Bipartisanship has constituted the basis for Israel’s special standing with successive US administrations, Congress and public opinion. In recent years, Israel is being perceived as affiliated with the Republican Party, dealing a fatal blow to the special relationship with the world’s leading power. The loss of bipartisan support also severely undermines our ties with US Jewry, our most important Diaspora community, the majority of which backs the Democrats and steers clear of Israel.

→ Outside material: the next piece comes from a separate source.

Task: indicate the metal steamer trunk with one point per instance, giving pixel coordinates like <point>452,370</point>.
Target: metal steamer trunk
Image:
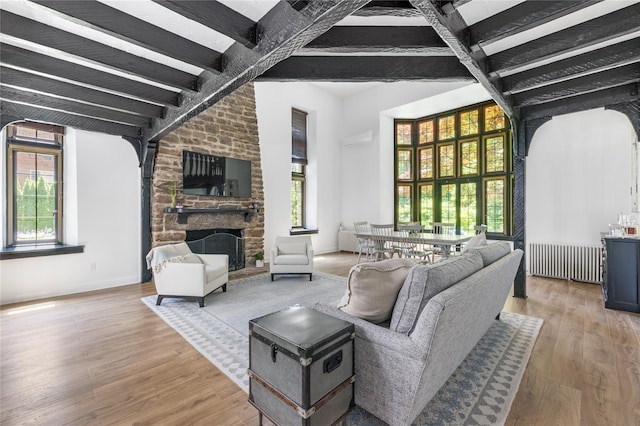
<point>301,367</point>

The vast majority of world Jewry, and especially in North America, is gradually distancing itself from Israel, put off by the state’s growing tendency toward segregation, extremism, and its reluctance to accept the different streams of Judaism, their needs, views and concerns. Israel’s political establishment tends to prefer ties with Christian evangelists and Orthodox Jews and to treat liberal Jewish communities that make up the vast majority of US Jewry, as irrelevant at best and as non-Jews in the worst-case scenario. This poses an immediate and present danger to the cohesion of the Jewish people, its links with the State of Israel and to a large extent the security of the state, which also relies on the solidarity of Diaspora Jewry with Israel.

Government policy of recent years distances the State of Israel from the Zionist vision of a model, egalitarian society that protects the rights of minorities and empowers the disadvantaged. These values are the foundation on which Israel’s innate alliance with liberal democratic states rests. However, the erosion of this foundation is generating growing aloofness on the part of democratic, liberal nations toward Israel. The government clearly prefers alliances with states led by dictators, nationalists and racists, among them some with anti-Semitic past and/or current anti-Semitic leanings. This process directly endangers the Jewish communities in those countries, where minority rights are crucial for the Jews, both morally and strategically.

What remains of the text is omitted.